During the US Presidential election campaign Barack Obama pledged on at least two occasions to take strong nuclear disarmament steps if he became president including leading an effort to achieve a nuclear weapons free world.
In the month since his successful election, has President-elect Obama given indications that he intends to fulfill these pledges, or are the politics of building a cross-partisan team and dealing with vested pro-nuclear interests dragging him back towards a more limited agenda?
Change Nuclear Weapons Policy? Yes, We Can.
The election of Barack Obama to the presidency represents a clear mandate for change on a number of fronts, including transforming outdated U.S. policy on nuclear weapons and reviving U.S. leadership on disarmament and non-proliferation. The job now is to get the needed support in Congress and the international arena.
- Daryl Kimball
Foreign Policy in Focus
25 November 2008
Some critics claim that Obama’s appointment of Robert Gates as Secretary for Defence indicates a backward slide. In a keynote address just before the election, Gates supported the development of a new nuclear weapon (the ‘reliable replacement warhead’), argued that the US should maintain its nuclear stockpile as long as other States possessed or sought to possess nuclear weapons or other weapons of mass destruction, and claimed that US nuclear weapons deter others from developing such weapons.

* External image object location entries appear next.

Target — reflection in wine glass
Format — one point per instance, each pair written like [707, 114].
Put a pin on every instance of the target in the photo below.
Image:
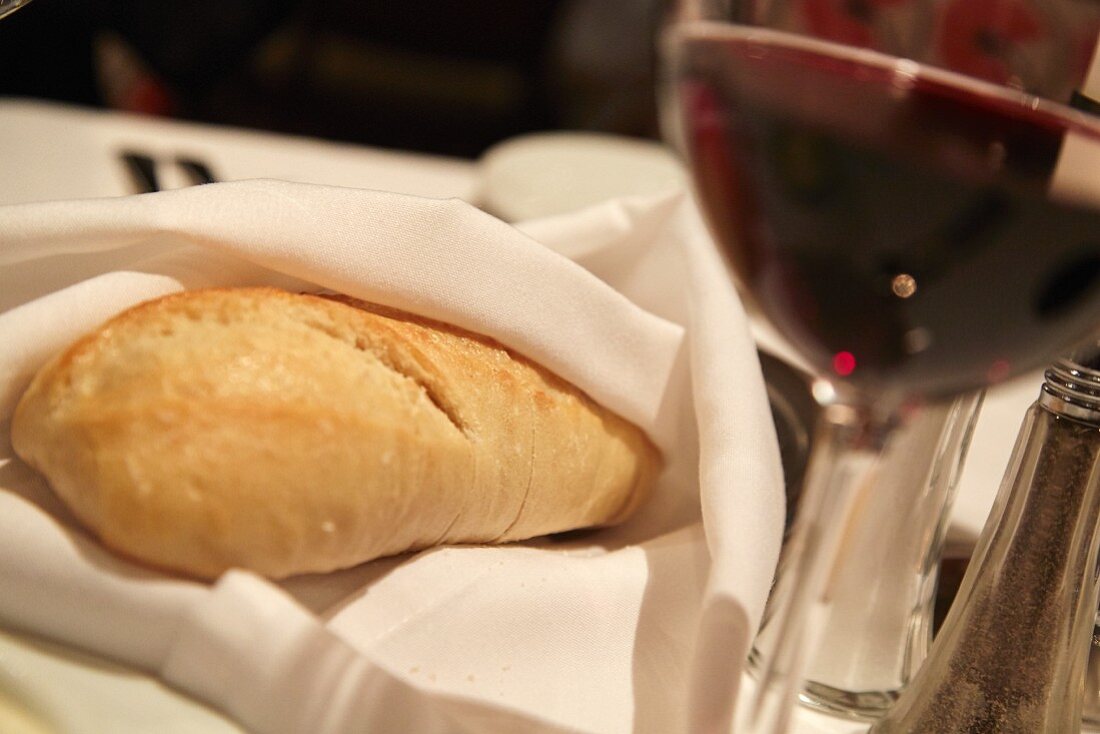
[886, 190]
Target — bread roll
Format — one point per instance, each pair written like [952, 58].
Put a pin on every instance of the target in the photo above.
[292, 434]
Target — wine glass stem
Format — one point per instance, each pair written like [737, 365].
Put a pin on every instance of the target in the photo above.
[848, 445]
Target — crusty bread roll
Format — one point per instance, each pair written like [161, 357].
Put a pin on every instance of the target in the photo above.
[292, 434]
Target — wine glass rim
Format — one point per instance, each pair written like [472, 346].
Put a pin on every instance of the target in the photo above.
[899, 65]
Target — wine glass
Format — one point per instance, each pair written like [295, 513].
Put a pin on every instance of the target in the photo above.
[897, 186]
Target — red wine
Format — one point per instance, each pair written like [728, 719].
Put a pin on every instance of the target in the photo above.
[895, 222]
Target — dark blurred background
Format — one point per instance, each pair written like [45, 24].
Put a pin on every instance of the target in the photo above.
[426, 75]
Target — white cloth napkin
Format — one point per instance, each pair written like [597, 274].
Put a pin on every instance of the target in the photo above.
[638, 628]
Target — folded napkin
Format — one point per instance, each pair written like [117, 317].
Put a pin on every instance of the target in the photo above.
[642, 627]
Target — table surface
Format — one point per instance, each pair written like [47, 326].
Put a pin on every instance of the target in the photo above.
[58, 152]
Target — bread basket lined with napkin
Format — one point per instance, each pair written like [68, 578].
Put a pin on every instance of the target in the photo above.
[641, 627]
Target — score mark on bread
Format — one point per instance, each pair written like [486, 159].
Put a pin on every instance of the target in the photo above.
[290, 434]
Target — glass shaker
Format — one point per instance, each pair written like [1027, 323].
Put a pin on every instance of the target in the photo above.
[875, 626]
[1012, 654]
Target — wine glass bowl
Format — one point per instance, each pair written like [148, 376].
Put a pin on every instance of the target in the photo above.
[903, 189]
[897, 222]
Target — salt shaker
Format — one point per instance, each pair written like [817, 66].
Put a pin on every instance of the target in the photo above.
[1012, 654]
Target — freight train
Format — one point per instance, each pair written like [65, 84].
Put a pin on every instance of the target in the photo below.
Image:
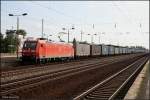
[41, 50]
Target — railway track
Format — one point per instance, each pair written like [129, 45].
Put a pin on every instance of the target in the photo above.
[112, 87]
[24, 73]
[17, 85]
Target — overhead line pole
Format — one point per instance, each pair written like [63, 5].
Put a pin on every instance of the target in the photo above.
[42, 28]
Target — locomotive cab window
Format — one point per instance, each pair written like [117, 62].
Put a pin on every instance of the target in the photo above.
[30, 44]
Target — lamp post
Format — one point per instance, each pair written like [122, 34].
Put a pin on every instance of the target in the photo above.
[92, 37]
[24, 14]
[68, 31]
[100, 34]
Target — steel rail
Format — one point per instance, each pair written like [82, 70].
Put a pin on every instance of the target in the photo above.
[47, 71]
[37, 83]
[81, 96]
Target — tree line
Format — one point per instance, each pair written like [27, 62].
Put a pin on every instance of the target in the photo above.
[10, 41]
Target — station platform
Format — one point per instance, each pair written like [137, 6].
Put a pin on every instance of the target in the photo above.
[140, 88]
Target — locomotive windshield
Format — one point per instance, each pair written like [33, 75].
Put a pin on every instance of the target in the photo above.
[30, 44]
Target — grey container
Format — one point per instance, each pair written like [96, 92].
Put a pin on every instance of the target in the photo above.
[111, 50]
[95, 50]
[82, 49]
[120, 50]
[104, 49]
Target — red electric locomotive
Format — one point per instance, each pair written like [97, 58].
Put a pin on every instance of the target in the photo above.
[43, 50]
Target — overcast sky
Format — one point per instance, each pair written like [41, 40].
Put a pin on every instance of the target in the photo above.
[124, 23]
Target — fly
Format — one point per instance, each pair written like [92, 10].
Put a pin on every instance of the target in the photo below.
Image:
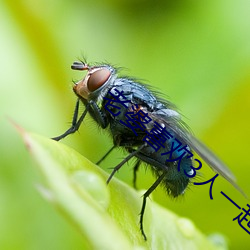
[130, 111]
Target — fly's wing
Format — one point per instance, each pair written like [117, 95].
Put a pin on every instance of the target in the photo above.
[171, 120]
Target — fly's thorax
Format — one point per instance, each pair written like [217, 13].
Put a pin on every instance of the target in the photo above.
[93, 85]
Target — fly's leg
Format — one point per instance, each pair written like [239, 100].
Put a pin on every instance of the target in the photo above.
[124, 161]
[98, 114]
[105, 155]
[75, 124]
[145, 196]
[136, 167]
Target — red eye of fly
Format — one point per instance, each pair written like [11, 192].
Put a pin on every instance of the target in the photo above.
[97, 79]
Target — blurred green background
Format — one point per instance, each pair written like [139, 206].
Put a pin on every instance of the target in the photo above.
[195, 52]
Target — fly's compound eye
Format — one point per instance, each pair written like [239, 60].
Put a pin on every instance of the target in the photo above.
[97, 79]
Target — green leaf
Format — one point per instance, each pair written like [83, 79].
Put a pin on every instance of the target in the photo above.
[107, 215]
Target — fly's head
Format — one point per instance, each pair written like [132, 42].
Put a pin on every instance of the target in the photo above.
[95, 80]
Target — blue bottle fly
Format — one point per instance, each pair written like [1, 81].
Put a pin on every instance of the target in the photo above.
[148, 127]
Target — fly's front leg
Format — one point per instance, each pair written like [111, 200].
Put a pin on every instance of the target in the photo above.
[75, 123]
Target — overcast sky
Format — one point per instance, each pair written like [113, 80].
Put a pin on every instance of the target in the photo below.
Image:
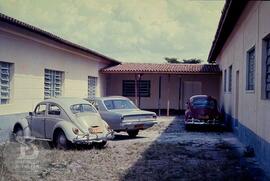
[127, 30]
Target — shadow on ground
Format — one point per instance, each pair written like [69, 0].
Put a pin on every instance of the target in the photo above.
[201, 158]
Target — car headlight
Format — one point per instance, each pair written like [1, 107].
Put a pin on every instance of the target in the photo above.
[108, 127]
[76, 131]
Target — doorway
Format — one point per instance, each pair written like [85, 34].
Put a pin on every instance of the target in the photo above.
[191, 88]
[236, 100]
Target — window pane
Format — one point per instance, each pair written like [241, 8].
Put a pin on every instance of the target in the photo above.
[53, 83]
[4, 82]
[225, 80]
[92, 86]
[54, 110]
[250, 72]
[230, 78]
[144, 88]
[41, 109]
[267, 70]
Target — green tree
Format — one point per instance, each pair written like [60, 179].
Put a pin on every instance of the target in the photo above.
[192, 61]
[171, 60]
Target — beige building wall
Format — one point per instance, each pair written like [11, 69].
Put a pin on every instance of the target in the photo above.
[253, 115]
[172, 89]
[30, 55]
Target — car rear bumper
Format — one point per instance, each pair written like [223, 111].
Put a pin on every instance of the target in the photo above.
[92, 138]
[131, 125]
[203, 122]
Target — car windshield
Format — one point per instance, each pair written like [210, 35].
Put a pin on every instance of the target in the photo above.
[80, 108]
[119, 104]
[203, 103]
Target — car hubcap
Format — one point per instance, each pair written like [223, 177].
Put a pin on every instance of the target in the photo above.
[62, 139]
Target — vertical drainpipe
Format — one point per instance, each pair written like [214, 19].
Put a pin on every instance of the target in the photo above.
[136, 90]
[140, 77]
[168, 95]
[159, 96]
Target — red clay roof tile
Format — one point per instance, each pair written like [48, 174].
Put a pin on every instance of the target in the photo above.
[162, 68]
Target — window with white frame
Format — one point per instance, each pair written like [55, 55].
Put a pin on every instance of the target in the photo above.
[5, 79]
[230, 79]
[92, 86]
[53, 82]
[267, 68]
[250, 70]
[225, 81]
[143, 86]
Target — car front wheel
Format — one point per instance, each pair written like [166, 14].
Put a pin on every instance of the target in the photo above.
[61, 141]
[101, 144]
[18, 134]
[133, 133]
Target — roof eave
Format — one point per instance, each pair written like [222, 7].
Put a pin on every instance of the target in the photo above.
[231, 13]
[15, 22]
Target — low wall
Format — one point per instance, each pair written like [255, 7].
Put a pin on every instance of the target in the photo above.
[249, 138]
[7, 123]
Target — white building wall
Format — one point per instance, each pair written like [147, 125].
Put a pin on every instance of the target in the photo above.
[210, 86]
[31, 55]
[254, 116]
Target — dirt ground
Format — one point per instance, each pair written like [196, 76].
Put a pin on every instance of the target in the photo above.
[164, 152]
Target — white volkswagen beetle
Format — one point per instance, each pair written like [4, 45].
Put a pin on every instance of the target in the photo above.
[63, 121]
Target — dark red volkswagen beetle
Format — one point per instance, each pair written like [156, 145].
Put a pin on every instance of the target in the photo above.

However, Daryl Kimball argues that Obama is committed to nuclear disarmament and is likely to lead his new administration on a determined and comprehensive disarmament path. Kimball, in an article in Foreign Policy in Focus, says that Obama demonstrated his capacity to work cross-party on concrete nuclear disarmament steps in Senate resolution 1977 which he co-sponsored with Republican Chuck Hagel. This included key steps that Obama re-affirmed in his election campaign including de-alerting current stockpiles, ratifying the Comprehensive Test Ban Treaty, negotiating further stockpile reductions with Russia, commencing negotiations on a fissile materials treaty and internationalising proliferation-sensitive nuclear fuel cycle capacities.
Kimball indicates that support in the US Congress and internationally is vital for the achievement of a number of these steps.